As best seen in FIG. 5, computer 210 may be mounted between the distal upper ends of frame 98f and further pivotally mounted so that the displaying surface or screen of computer 210 may be rotated about its mounting axis from a few degrees up to 360° (and optionally for infinite rotations) so that a patient supported on support 10 or a caregiver adjacent the patient may view the screen or a caregiver at the foot-end of the support may view the display screen of computer 210. For example, a rotatable platform may be mounted between frame 98f, which mounts computer 210 to footboard or the computer housing may incorporate the pivotally mounting structure. Further, because computer 210 may communicate with the devices on the support wirelessly or with the support-based control system wirelessly, the mounting connections may be wireless and simply provide a mechanical coupling of the computer to the footboard. Though it should be understood that wiring for data or power signal communications may also be provided, for example, to recharge the battery on the computer. Alternately, the mounting mechanism may incorporate a non-contact based power system, such as an inductive based system, an infrared system, a Bluetooth® system, or a ZigBee® system (IEEE 802.15.4), to recharge the computer's battery and/or optionally transfer data between the support based computer system and computer 210 or directly between computer 210 and devices at the support to control and/or receive signals from the devices. Alternately, computer 210 may communicate with the support based control system directly via an RF wireless system or through a module, such as a wall mounted module, in the room or a remote central system, such as a nurse call system or through the hospital network. Therefore, computer 210 may act as the communication device for the support (such as the communication module described in U.S. Pat. No. 7,598,853, which is incorporated by reference in its entirety herein and commonly owned by Stryker Corporation of Kalamazoo, Mich.) or the patient support may act as the communication device for computer 210.

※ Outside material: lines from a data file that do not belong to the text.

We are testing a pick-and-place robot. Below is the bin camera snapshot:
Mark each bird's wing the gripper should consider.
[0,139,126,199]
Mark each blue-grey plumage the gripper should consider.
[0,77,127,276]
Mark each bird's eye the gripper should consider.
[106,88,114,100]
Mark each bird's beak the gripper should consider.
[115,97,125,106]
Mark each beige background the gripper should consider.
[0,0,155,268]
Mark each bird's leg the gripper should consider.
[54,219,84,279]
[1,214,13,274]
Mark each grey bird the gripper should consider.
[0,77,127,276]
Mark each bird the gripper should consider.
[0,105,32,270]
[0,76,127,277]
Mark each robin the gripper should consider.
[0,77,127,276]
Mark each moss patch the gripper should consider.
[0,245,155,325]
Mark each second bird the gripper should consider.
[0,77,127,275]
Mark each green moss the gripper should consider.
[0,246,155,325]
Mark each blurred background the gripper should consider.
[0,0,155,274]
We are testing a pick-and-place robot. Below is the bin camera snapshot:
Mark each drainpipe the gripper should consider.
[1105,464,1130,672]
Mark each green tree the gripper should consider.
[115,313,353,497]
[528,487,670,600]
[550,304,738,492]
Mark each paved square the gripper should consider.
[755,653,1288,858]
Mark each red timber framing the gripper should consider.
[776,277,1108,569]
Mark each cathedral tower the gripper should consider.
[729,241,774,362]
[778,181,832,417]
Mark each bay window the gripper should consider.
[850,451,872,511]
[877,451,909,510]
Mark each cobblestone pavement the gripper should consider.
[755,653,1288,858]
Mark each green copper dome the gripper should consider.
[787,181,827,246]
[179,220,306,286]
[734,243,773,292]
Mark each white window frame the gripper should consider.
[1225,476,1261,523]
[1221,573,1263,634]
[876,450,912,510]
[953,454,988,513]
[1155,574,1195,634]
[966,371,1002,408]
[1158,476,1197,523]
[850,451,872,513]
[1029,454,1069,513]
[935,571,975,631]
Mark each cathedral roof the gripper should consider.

Referring to FIGS. 32-37, the numeral 310 generally designates another embodiment of the patient support of the present invention. Patient support 310 may have a similar construction to patient support 10 and includes a frame 312, a deck 314, which supports a mattress (not shown), and a base (also not shown in FIGS. 32-37 but shown in reference to the previous embodiments). For details of the frame, deck, mattress and base etc. reference is made to the previous embodiment.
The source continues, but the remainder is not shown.